Recognising the revolution at this moment meant recognising the half-and-half nature of the revolution, and consequently recognising the democratic movement, which was directed against some of the results of the revolution. It meant recognising that Germany was in the grip of a revolutionary movement, and that the Camphausen ministry, the theory of agreement, indirect elections, the rule of the big capitalists and the decisions of the Assembly itself could indeed be regarded as unavoidable transitional steps, but by no means as final results.

The debate on the recognition of the revolution was carried on by both sides with great prolixity and great interest, but with remarkably little intelligence. One seldom reads anything so unedifying as these long-winded deliberations, constantly interrupted by noisy scenes or fine-spun arguments about standing orders. Instead of the great passion of party strife, we have a cold, placid temper which threatens at any moment to lapse into amiable colloquy; instead of the biting edge of argument we have interminable and confused talk rambling from one subject to another; instead of neat retorts we have tedious sermons on the essence and nature of morality.

Nor has the Left particularly distinguished itself in these debates. Most of its speakers repeat one another; none of them dare tackle the matter head-on and speak their mind in frank revolutionary terms. They are always afraid to give offence, to hurt or to frighten people away. Germany would have been in a sorry plight if the people who fought on March 18 had not shown more energy and passion in battle than the gentlemen of the Left showed in the debate.


1. According to this theory, which was advanced by Camphausen and Hansemann, the Prussian National Assembly was to prepare a constitution by agreement with the Crown.

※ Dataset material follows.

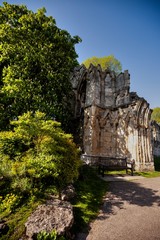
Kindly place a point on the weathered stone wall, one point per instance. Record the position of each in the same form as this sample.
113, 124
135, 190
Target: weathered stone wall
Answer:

The Berlin Assembly, i.e., the Prussian National Assembly, was convened on May 22, 1848, “for the purpose of drafting a constitution by agreement with the Crown” (hence Marx and Engels frequently call it the Assembly of agreement or conciliation). The Assembly was elected under the electoral law of April 8, 1848, by universal suffrage and an indirect (two-stage) system of voting. Most of the deputies belonged to the bourgeoisie or the Prussian bureaucracy.

2. This refers to the second United Provincial Diet (Vereinigter Landtag) which was convoked on April 2, 1848, and consisted of representatives of the eight Provincial Diets (based on the estate principle) then existing in Prussia. The second United Provincial Diet passed a law on the election of a Prussian National Assembly and sanctioned a loan which the first United Provincial Diet had refused to grant the government in 1847. The Provincial Diet was dissolved on April 10, 1848.